Presiden Joko Widodo melakukan panen raya di Desa Trayu dan Tanjungsari Kecamatan Banyudono, Boyolali, Sabtu (29/10). Kegiatan tersebut merupakan puncak peringatan Hari Pangan Se-dunia dan di Indonesia dipusatkan di Kabupaten Boyolali.
Selain Presiden Jokowi, kegiatan tersebut juga dihadiri oleh Menteri Pertanian Amran Sulaiman, Menteri Desa PDT dan Transmigrasi Eko Putro Sandjojo, Gubernur Jawa Tengah Ganjar Pranowo dan Bupati Boyolali Seno Samudro.

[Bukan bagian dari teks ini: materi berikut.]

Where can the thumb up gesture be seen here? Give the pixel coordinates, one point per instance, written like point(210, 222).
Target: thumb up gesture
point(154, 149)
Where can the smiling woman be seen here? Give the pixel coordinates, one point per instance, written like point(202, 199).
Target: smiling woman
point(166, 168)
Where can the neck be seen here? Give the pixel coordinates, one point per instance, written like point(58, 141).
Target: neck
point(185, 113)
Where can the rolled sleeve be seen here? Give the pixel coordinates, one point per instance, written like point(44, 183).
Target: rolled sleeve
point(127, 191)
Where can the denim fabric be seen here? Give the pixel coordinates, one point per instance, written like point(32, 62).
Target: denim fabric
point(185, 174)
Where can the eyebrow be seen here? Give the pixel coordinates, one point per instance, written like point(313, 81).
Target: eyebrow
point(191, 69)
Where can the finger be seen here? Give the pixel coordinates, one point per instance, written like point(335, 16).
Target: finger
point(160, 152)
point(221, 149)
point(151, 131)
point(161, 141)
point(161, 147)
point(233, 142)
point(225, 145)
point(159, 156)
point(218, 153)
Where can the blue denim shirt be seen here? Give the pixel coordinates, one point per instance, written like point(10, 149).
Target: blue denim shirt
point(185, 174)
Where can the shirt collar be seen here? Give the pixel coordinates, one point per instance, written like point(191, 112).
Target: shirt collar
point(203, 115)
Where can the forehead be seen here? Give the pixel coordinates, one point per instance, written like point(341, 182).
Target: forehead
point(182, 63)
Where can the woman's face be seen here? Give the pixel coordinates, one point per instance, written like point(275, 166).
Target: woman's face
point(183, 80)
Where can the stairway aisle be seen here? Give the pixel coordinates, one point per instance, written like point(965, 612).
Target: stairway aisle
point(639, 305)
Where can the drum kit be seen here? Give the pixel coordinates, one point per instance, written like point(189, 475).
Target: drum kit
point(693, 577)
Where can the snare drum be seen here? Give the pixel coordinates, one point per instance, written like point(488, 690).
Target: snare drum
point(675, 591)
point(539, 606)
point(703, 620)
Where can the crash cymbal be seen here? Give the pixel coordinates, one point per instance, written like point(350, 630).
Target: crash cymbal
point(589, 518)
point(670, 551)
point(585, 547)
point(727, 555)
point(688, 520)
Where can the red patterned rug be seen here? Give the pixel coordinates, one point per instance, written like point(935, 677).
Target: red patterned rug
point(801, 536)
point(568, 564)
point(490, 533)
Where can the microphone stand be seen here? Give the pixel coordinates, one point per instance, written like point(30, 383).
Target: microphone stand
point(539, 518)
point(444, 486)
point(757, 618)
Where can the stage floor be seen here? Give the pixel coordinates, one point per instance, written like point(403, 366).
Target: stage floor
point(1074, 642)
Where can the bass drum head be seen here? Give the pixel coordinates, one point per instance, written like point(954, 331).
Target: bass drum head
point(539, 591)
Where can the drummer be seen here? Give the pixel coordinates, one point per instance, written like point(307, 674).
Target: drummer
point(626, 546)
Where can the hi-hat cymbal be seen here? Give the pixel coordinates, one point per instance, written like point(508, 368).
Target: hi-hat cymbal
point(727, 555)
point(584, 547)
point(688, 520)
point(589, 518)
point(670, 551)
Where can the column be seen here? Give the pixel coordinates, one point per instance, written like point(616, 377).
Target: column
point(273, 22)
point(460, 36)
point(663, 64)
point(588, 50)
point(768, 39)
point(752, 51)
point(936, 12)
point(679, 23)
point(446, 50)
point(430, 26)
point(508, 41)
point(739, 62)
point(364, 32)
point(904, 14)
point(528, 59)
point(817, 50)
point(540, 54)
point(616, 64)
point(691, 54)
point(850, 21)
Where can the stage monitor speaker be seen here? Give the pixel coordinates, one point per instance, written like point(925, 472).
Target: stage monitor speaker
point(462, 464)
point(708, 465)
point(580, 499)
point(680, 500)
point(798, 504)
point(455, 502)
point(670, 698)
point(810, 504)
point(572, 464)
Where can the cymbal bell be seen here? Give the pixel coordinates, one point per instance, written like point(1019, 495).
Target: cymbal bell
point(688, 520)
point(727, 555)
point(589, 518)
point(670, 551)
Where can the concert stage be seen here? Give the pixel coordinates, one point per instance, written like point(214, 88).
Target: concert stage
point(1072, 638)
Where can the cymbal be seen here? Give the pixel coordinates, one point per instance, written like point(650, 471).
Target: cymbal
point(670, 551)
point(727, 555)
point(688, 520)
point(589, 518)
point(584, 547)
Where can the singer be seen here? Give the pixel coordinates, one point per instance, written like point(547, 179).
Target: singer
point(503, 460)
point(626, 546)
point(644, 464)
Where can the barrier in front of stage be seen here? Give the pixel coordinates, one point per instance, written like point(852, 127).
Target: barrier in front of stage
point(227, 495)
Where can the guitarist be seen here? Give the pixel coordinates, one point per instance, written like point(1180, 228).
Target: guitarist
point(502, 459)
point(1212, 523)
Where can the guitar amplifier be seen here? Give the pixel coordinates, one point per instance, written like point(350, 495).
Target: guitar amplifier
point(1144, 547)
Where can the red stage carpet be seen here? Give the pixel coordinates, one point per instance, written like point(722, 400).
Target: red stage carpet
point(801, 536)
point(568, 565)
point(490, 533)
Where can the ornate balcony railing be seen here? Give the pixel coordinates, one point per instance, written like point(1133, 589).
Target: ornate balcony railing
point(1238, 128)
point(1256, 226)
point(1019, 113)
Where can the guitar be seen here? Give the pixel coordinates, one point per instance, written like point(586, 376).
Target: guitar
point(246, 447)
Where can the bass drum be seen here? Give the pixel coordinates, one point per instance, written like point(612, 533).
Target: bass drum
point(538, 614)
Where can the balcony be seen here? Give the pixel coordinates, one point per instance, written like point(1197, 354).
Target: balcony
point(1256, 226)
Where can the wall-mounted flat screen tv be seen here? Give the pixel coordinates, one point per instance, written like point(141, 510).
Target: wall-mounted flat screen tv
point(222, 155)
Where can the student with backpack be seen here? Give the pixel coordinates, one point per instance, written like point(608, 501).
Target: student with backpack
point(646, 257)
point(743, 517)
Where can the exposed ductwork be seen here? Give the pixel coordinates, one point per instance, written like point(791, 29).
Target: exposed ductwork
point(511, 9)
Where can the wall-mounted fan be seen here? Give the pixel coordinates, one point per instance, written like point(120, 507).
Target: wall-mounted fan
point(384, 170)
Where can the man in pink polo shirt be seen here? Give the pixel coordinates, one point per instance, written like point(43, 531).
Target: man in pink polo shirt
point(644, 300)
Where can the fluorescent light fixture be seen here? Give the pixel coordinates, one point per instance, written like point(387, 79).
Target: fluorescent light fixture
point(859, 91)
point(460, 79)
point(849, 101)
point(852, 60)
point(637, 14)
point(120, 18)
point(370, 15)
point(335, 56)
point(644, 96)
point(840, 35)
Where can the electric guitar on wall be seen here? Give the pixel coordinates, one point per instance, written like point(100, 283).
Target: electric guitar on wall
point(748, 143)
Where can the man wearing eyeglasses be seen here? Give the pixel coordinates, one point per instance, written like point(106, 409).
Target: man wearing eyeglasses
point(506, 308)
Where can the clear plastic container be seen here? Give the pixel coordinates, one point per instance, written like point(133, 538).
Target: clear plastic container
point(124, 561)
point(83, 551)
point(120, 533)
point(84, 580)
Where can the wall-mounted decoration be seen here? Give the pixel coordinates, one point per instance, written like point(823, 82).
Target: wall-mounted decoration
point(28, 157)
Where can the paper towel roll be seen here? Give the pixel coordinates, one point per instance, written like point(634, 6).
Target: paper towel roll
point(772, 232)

Jokowi tiba di lokasi panen raya pukul 9,30 WIB didampingi Ibu Negara, Iriana. Setelah menerima penjelasan dari Mentan Amran Sulaiman dan Kepala Desa Tayu Joko Sarjono, Jokowi langsung turun ke sawah meninjau hasil pemanenan dengan mesin. Meski mengenakan kemeja batik panjang, Jokowi tak canggung untuk memegang jerami yang keluar dari mesin pemanen. Dia juga sempat memeriksa padi gabah hasil panen.
"Ini baru dicoba 100 hektar, hasilnya dua kali lipat. Nanti kalau sudah benar diperluas lagi, sehingga hasil produksi nasional bisa naik," ucapnya.
Jokowi menyebut, per September ini stok beras nasional mencapai 1,9 juta ton. Angka ini lebih tinggi dibanding periode sama tahun lalu yang hanya 1,3 juta ton.
Jokowi panen raya di Boyolali ©2016 merdeka.com/arie sunaryo
"Peningkatan cukup signifikan. Saya pastikan tahun depan gak ada impor lagi. Yang penting perbesar stok dulu, baru mikir ekspor."
Menteri Pertanian, Amran Sulaiman mengatakan, kegiatan panen raya tersebut sekaligus sebagai evaluasi program swasembada pangan yang dicanangkan oleh Presiden Jokowi beberapa waktu lalu.
"Kegiatan panen raya ini sekaligus sebagai evaluasi program swasembada pangan. Sampai di mana progresnya, semua akan dievaluasi," ujar Menteri disela acara.
Pertanian di Desa Trayu dan Tanjungsari tersebut menggunakan teknologi baru sistem tanam yakni jajar legowo super (jarwosuper).Dengan teknologi tersebut, kata menteri bisa meningkatkan produktivitas padi hingga 50 persen.
Usai melakukan panen raya, Jokowi juga melakukan dialog dengan para kelompok tani di Kabupaten Boyolali.